Published October 3, 1996 7:00PM (EDT)

Sherman Alexie is a Spokane/Coeur d'Alene Indian who's received much deserved praise for his wry, taut, short story collection "The Lone Ranger and Tonto Fistfight in Heaven," and for his blackly funny first novel "Reservation Blues." With the ambitious and provocative "Indian Killer," however, Alexie has arrived as one of the most potent new voices in American fiction. This multi-faceted tale is set in Seattle, a melting pot of Indians and whites, and the home of John Smith -- a tall, full-blooded Indian of an unknown tribe, raised by his loving white adoptive parents. A construction worker on "the last skyscraper in Seattle," John is a loner who hears voices, mainly that of his mentor, a Jesuit Indian who walked into the desert never to be seen again.

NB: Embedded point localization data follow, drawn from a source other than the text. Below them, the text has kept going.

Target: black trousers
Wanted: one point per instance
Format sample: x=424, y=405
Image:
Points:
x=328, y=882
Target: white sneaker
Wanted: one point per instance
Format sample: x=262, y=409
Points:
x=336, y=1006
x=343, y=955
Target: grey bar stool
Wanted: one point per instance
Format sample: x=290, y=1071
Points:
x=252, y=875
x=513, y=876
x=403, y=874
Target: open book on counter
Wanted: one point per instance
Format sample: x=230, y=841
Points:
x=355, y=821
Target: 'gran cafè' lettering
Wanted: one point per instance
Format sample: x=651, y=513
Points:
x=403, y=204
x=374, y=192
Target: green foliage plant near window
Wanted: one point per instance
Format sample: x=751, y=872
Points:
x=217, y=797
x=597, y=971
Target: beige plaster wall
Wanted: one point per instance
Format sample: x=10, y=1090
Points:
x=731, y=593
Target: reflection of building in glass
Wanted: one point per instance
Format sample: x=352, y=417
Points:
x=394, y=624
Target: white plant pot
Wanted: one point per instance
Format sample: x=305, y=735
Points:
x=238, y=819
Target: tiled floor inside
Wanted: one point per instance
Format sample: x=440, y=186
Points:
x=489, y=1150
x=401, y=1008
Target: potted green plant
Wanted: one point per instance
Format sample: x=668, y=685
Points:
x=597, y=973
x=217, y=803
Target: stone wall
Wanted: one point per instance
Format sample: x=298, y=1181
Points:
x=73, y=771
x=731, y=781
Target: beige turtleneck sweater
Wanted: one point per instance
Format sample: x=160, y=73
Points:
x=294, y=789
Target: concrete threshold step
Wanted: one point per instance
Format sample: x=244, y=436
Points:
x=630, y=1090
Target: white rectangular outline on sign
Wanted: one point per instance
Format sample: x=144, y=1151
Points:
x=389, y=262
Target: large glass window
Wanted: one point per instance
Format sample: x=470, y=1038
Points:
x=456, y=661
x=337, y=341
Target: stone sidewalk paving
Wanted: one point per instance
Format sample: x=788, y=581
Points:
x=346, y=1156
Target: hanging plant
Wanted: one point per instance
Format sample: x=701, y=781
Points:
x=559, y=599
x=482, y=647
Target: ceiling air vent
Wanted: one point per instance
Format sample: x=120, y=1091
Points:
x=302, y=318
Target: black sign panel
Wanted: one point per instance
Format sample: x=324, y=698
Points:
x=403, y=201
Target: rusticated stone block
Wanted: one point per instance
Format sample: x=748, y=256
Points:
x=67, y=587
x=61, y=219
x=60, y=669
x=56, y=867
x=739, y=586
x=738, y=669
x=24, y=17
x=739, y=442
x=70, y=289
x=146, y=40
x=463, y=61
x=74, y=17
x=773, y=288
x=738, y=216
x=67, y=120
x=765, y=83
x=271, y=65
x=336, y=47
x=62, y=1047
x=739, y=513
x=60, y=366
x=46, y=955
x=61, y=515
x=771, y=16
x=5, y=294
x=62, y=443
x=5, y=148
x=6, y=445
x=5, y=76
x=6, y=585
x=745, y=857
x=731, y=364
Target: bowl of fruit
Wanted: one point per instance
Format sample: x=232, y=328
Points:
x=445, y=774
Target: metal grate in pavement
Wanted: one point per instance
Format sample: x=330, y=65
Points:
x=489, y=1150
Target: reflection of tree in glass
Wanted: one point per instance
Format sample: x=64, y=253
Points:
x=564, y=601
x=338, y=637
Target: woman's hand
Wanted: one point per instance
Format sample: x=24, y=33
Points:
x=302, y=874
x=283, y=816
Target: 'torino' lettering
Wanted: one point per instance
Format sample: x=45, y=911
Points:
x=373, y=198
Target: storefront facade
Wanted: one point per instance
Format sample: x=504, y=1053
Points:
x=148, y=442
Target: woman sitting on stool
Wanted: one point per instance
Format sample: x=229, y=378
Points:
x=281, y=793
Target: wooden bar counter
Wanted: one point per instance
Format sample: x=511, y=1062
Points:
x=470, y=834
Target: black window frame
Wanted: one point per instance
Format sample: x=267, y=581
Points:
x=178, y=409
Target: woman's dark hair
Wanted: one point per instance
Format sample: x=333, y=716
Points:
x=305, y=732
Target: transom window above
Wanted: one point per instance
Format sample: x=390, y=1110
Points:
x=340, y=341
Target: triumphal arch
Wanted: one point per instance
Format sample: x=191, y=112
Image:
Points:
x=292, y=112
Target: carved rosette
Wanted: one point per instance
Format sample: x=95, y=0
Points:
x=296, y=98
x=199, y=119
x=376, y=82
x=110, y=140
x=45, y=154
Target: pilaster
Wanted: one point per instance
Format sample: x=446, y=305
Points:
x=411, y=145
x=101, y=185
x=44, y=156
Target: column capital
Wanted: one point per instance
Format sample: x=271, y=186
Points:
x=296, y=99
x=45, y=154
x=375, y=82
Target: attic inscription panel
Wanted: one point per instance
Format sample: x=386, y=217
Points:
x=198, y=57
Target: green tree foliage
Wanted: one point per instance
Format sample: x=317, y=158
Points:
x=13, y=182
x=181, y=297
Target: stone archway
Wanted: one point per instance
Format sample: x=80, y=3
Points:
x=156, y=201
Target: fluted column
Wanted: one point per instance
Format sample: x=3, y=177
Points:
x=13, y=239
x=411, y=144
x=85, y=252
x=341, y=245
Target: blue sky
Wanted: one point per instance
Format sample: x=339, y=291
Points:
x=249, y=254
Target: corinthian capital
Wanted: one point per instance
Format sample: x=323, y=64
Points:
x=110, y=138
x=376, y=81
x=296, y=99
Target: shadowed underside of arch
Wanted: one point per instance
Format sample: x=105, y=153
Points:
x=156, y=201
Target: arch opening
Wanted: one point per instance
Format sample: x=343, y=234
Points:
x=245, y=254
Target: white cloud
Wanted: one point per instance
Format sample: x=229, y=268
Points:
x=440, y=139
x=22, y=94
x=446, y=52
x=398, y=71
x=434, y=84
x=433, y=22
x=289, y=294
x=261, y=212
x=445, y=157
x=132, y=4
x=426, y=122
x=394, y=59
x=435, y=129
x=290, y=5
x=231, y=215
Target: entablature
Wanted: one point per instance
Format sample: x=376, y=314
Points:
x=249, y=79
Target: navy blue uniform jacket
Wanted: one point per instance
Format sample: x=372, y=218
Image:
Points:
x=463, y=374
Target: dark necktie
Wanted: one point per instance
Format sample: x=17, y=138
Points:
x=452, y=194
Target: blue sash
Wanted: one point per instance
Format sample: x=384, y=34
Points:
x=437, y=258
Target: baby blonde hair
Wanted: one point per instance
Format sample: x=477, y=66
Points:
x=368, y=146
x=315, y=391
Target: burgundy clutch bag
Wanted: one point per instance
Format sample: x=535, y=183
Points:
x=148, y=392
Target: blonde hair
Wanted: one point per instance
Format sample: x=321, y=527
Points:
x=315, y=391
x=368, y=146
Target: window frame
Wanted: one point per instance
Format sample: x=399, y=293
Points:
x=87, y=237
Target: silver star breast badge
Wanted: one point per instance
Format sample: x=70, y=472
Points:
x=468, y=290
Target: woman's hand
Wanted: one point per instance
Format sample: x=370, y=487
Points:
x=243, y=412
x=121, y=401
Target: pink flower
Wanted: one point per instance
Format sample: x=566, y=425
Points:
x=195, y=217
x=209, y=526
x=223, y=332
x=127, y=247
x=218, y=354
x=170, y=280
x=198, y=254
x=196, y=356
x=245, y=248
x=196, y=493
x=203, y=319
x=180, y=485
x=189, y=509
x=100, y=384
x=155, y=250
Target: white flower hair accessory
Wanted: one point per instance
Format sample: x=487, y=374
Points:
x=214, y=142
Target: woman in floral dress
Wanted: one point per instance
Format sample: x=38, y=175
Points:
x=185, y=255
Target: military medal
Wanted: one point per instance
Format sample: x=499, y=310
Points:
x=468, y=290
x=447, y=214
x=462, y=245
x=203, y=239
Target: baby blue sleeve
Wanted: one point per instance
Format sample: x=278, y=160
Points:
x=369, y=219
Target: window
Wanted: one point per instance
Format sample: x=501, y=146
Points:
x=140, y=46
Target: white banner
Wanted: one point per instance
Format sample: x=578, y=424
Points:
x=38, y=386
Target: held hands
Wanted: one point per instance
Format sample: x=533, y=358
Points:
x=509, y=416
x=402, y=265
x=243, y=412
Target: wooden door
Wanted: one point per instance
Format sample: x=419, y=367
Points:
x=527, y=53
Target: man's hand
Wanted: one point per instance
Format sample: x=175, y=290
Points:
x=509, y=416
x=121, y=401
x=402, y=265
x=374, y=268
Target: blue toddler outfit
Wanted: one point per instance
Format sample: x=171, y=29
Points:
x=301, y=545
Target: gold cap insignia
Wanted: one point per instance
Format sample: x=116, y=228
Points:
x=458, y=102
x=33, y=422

John feels neither Indian nor white, and he longs to lash out both at his own insensibility and in retribution for the entire history of Indian/white confrontation, "as if the world could be changed with a single gesture." He decides that this single gesture should be the random killing of a white man. After committing the bloody murder, John isn't satisfied and thinks that he needs to commit a much more brutal crime to capture the attention of white America. Some liberals and Indians are (uneasily) thrilled by this belated revenge, and everyone has an opinion about who is really behind the gruesome acts. John's violent and seemingly untraceable path crosses with a variety of well-sketched minor characters: an Indian student activist; a well-meaning white anthropologist who teaches Native American lit; a white ex-cop mystery writer who claims to be Indian and thus feels entitled to speak for all Indians; an angry young white man whose brother has been killed and who seeks revenge against all Indians; an angry young Indian whose white father beat him and who now lashes out against all white men; and a right-wing talk radio host who spreads fear of Indians after a white man is found scalped. Alexie neatly weaves them into a mesmerizing thriller packed with a righteous indignation reminiscent of James Baldwin at his best. This is a passionate, beautifully constructed and compelling novel by an extremely gifted writer.